Sarah raked an open pod clean of beans with an efficient thumb. ‘Oh, that! That’s why he goes walkabout all over the place.’
Julia’s half-conceived sense of identification with Toby q
uickened. The walking-cure; she had behaved that very way herself. ‘Do you know her, the girl?’
But her guest didn’t answer. Maybe she had put her foot in it again? She was so unversed in the etiquette of modern relationship. Perhaps although it was all right to mention sexual abuse it wasn’t acceptable to probe the nature of a young man’s grief? Well, she understood that—most emphatically, she would not like it done of her own.
But Sarah had apparently only been lost in thought. ‘Nothing special, but that’s often what we think of other people’s lovers, isn’t it?’
‘Is it? I wouldn’t know, I’m afraid.’ Julia, who had just had a fleeting vision of the gold-skinned Nicco fleeing from Carlo across the Ponte de Cristo, bent her head toward the last beans. ‘What a tiny amount these dwindle down to. I was going to ask if you’d care to stay and eat them with me but they hardly seem worth—’
‘I can’t, anyway.’
Although she didn’t really want the girl to stay Julia felt rebuffed by her rapid response. But she was a girl who did things fast. Julia remembered watching her walk across the campo the first time she had come for tea. ‘More haste less speed’ she might have said to Sarah had she been a pupil, in the days when she had some belief in her own precepts. Sarah now explained she was off to see the architect in charge of the Chapel project. ‘Luckily he’s a bit gone on me—mainly because the man who trained me is a kind of legend which is useful for managing the Soprintendente. She’s not in favour—against if anything—especially me. She’s not exactly an oil painting—ugly old cow!’ Sarah’s face, oblivious to the possible sensitivities of a less attractive woman, looked almost cruel in its youthful radiance.

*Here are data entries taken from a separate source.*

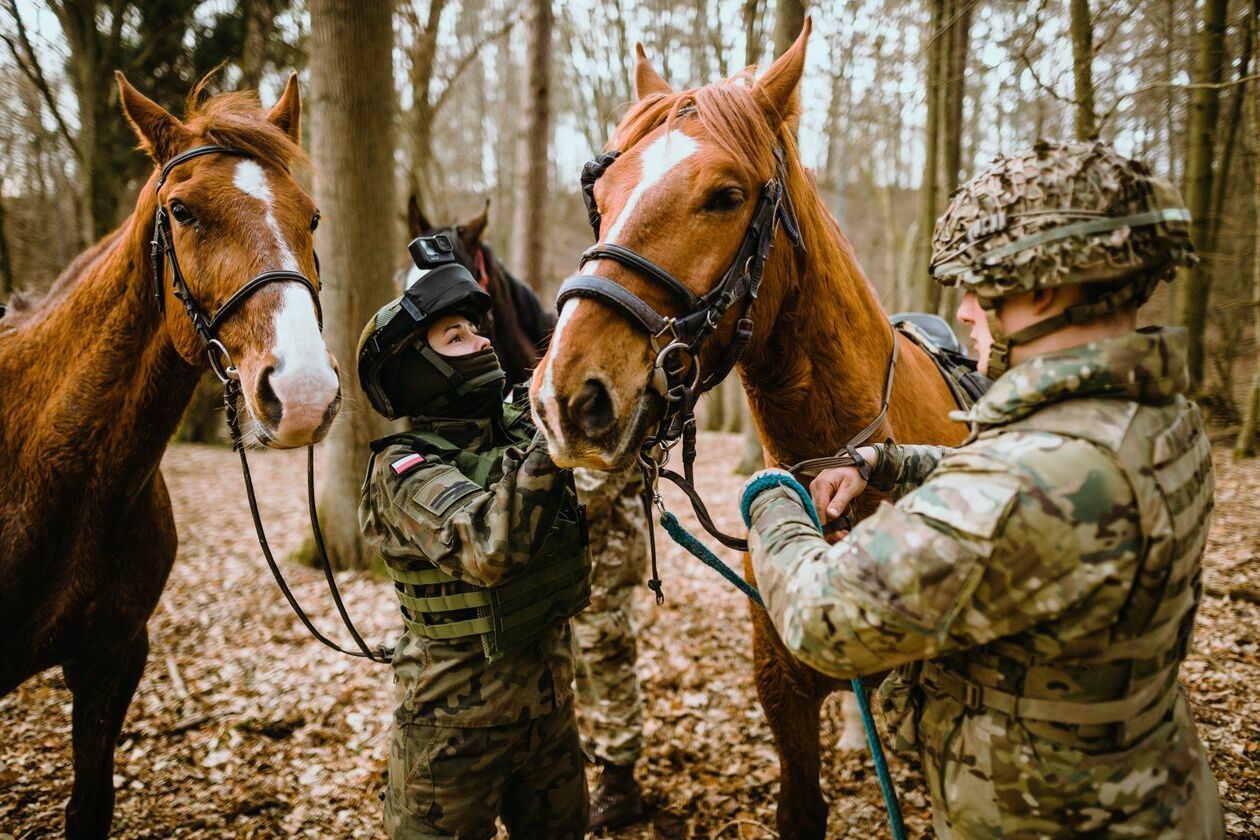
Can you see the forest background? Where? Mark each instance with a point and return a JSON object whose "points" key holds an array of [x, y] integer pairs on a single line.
{"points": [[503, 101]]}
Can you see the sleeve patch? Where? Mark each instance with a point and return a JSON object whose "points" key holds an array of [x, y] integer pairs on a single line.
{"points": [[407, 464], [974, 504], [436, 498]]}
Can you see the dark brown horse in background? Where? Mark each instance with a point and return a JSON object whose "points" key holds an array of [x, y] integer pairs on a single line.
{"points": [[682, 194], [95, 378], [519, 325]]}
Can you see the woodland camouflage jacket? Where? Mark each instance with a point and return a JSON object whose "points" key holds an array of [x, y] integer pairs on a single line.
{"points": [[1048, 572], [435, 515]]}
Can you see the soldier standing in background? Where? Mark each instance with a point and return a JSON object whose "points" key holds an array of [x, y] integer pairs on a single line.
{"points": [[1035, 588], [610, 704], [610, 707]]}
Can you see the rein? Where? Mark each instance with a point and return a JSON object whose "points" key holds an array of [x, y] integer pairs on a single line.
{"points": [[207, 326]]}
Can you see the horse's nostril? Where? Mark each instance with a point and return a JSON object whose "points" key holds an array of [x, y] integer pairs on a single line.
{"points": [[267, 399], [592, 407]]}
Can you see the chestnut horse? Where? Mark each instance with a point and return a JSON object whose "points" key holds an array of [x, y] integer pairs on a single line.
{"points": [[96, 377], [682, 194]]}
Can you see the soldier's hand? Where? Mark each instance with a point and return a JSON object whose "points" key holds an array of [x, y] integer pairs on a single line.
{"points": [[834, 489]]}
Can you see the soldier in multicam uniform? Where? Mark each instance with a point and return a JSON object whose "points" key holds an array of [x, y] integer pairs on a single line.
{"points": [[486, 545], [1036, 587], [610, 707]]}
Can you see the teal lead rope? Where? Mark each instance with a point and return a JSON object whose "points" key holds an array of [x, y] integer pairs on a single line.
{"points": [[708, 558]]}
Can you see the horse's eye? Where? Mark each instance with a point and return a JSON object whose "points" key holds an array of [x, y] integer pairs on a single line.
{"points": [[180, 213], [725, 199]]}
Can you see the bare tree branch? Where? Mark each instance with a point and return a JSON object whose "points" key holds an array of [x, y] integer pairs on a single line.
{"points": [[469, 57], [30, 69]]}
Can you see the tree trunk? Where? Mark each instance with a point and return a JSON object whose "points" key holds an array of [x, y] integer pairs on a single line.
{"points": [[955, 91], [352, 151], [1221, 181], [260, 18], [1245, 447], [1082, 69], [751, 45], [422, 61], [1195, 283], [5, 260], [533, 161], [929, 294], [789, 20]]}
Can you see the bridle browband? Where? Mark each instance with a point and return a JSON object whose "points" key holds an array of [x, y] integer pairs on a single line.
{"points": [[161, 251], [677, 341]]}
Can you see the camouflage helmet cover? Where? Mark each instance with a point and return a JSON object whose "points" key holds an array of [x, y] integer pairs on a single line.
{"points": [[1061, 214]]}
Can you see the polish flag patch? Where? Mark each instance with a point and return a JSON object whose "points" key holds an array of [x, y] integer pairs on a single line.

Julia, however, preferred not to join in a conspiracy against the plain Soprintendente. ‘Maybe she’s just unused to a pretty young woman being good at her job. It’s rather bold, doing what you do. Do you mind being so high up?’
Sarah stood up. ‘I like being “high up” as you call it.’ She laughed again and Julia saw how the ugly Soprintendente might envy that fair hair and slight form. ‘Tobes says I must have been a goat in another life.’ Sarah crooked two fingers over her head to imitate horns. ‘Look, I must be off and change!’